Favorite stories from Cowgirl Kate and Cocoa by Erica Silverman

       What beginning reader wouldn’t like a horse for a friend?  Become acquainted with Cocoa – and her owner, Cowgirl Kate.  The books are easy to read with several  ‘pretend’ stories in each, always with a happy ending and a chuckle or two.  The books have 4 or 5 chapters with satisfying conclusions, making it possible to put down and pick back up without losing the jest of what is going on. 
     Beginning readers will delight in Cocoa’s childlike antics and Cowgirl Kate’s maternal reactions. There are six books currently with adventure around the bend with Cowgirl Kate and Cocoa. 

Tillie the Terrible Swede: How One Woman, a Sewing Needle, and a Bicycle Changed History  by Sue Stauffacher

     At 18, Tillie Anderson was recognized as the best woman cyclist in the world.  This is the story of how she came to America, became intrigued by bicycles, trained vigorously, redesigned a riding costume, and went on to realize her dream.  The words on each page accompany large pictures, making it friendly to read. 
     When Tillie Anderson came to America, all she had was a needle. So she got herself a job in a tailor shop and waited for a dream to find her.

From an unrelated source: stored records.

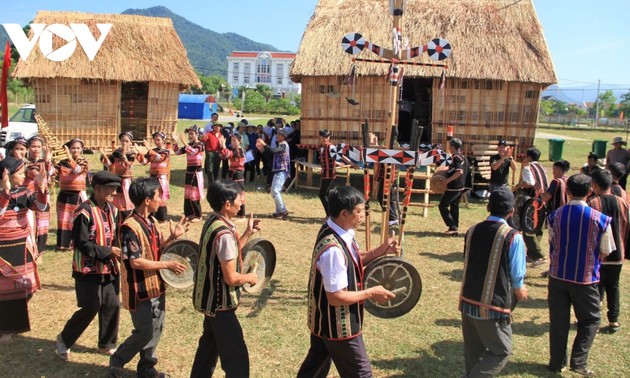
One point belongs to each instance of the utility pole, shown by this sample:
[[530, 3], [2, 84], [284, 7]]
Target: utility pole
[[597, 106]]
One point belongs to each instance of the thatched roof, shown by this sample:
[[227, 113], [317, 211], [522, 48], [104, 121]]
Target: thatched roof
[[137, 48], [491, 39]]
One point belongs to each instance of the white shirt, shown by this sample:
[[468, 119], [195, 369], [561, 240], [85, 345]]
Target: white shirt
[[332, 263]]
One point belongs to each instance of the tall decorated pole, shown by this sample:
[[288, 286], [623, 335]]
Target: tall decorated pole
[[393, 272], [437, 49]]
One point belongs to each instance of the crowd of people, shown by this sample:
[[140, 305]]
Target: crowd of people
[[116, 245]]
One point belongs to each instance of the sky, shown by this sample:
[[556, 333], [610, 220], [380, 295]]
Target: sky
[[589, 40]]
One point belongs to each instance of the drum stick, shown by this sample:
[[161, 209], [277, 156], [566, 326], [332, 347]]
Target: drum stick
[[400, 290]]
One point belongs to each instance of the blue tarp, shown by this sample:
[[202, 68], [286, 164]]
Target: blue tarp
[[195, 107]]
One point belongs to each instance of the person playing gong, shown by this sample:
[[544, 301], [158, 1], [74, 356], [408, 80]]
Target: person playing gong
[[335, 294]]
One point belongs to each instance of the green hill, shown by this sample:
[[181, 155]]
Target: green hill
[[207, 50]]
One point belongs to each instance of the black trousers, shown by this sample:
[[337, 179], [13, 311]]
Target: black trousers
[[222, 338], [349, 356], [148, 321], [211, 166], [609, 285], [96, 295], [585, 301], [449, 208], [324, 188]]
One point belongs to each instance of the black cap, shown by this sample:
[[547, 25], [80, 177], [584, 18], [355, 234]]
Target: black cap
[[501, 201], [106, 178], [456, 142], [10, 164]]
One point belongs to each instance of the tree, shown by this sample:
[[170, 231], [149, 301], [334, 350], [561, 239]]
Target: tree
[[624, 105], [607, 103]]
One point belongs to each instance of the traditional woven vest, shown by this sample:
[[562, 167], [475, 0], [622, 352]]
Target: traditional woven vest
[[98, 234], [211, 293], [486, 281], [70, 180], [327, 163], [617, 209], [574, 249], [161, 167], [324, 320], [141, 285]]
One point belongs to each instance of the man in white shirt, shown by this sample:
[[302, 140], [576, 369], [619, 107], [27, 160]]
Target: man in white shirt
[[335, 291]]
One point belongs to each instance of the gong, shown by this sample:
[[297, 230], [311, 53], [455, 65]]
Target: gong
[[397, 276], [437, 183], [259, 256], [530, 207], [184, 251]]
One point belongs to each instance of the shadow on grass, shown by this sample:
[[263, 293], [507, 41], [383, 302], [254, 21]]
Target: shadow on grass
[[28, 356], [55, 287], [439, 362], [263, 298], [454, 275], [455, 323], [451, 257]]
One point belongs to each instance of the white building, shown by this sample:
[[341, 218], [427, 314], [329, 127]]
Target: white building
[[262, 67]]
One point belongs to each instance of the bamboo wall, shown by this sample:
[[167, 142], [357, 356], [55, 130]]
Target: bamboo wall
[[162, 109], [90, 109], [79, 108], [486, 110], [479, 110], [324, 106]]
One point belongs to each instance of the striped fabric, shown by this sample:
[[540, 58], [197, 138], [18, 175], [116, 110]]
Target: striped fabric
[[103, 230], [139, 285], [19, 277], [558, 191], [617, 209], [72, 175], [540, 175], [236, 158], [159, 161], [485, 289], [211, 293], [574, 248], [327, 162], [324, 320]]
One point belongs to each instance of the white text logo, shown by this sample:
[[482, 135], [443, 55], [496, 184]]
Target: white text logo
[[44, 34]]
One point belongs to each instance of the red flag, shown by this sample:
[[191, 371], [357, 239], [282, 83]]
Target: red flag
[[4, 106], [443, 80]]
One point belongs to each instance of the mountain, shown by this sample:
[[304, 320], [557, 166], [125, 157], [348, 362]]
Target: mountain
[[207, 50]]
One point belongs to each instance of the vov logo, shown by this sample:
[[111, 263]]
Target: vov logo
[[44, 34]]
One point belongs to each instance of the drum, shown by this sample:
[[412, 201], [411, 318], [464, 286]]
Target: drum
[[438, 182], [397, 276], [186, 252], [529, 223], [259, 256]]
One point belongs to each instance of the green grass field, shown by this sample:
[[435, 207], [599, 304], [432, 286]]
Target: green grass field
[[426, 342]]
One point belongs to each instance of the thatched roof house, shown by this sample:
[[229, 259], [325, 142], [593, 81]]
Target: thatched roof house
[[132, 84], [499, 65]]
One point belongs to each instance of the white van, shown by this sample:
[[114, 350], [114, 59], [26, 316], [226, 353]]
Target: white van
[[21, 124]]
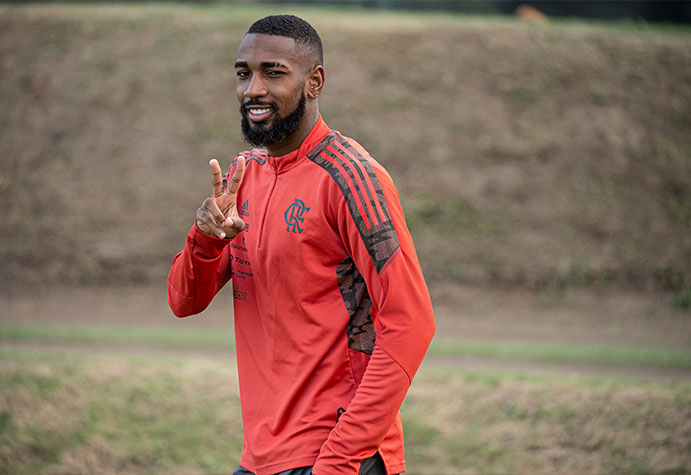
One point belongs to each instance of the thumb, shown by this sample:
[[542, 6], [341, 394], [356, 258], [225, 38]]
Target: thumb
[[235, 223]]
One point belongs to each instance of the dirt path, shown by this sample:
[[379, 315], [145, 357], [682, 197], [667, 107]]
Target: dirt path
[[622, 318]]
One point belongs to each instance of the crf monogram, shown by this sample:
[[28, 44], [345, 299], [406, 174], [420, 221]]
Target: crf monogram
[[294, 217]]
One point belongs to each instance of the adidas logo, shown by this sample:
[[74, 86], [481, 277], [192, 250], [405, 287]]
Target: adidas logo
[[245, 209]]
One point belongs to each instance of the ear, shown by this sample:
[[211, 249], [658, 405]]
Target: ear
[[315, 82]]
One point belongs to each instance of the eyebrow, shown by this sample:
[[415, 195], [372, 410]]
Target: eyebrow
[[263, 64]]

The book captures the bicyle craze of the late 1890s’ and tells of an early ‘female’ champion who was recognized by the womans' rights movement.

     For the reader ready for a little more challenging topic, Abraham Lincoln & Frederick Douglass,  The Story Behind an American Friendship,  should fill the bill.   I am just beginning it and enjoying it thoroughly.  I would suggest 10 years and up. 
      It is a carefully researched account of two surprisingly parallel lives and how they intersected at a critical moment in U.S. history. 
     Abraham Lincoln and Frederick Douglass were both selftaught, both great readers and believers in the importance of literacy, both men born poor who by their own efforts reached positions of power and prominence--Lincoln as president of the United States and Douglass as the most famous and influential African American of his time. Though their meetings were few and brief, their exchange of ideas helped to end the Civil War, reunite the nation, and abolish slavery

In My Backyard

        If I am in my backyard, Jasmine is likely to be with me.  She is now 9 months old and enjoys the turtles, ducks, geese, and yes, squirrels, as much as I do.  I tried to think of the positive side of squirrels as I wrote poem (yes, they are cute, but destructive).  

 Squirrels - So Much a Part of Our Lives

I saw a grey squirrel out walking,

His bushy big tail was a-bobbing.
One step, a huge jump and a skip. 
He gave that big tail a neat flip.     

He collected pine nuts and red berries,
Burying all he could carry.
Digging holes here and there,
Hoping he would remember where.

He saw a leaf tree nest across the street.
If he took a fantastic high leap,
That nest could be his for keeps.
To capture it was a brave feat.

The ongoing traffic’s a hassle.
He zips through the hustle and bustle.
Two steps, three hops and a skip . . .
 He vaults up the tree - a successful end of his trip.
                                                                                   by Joan Bock

Until next time. . . . 

Be Creative!        Inspire Others!     Enjoy Life!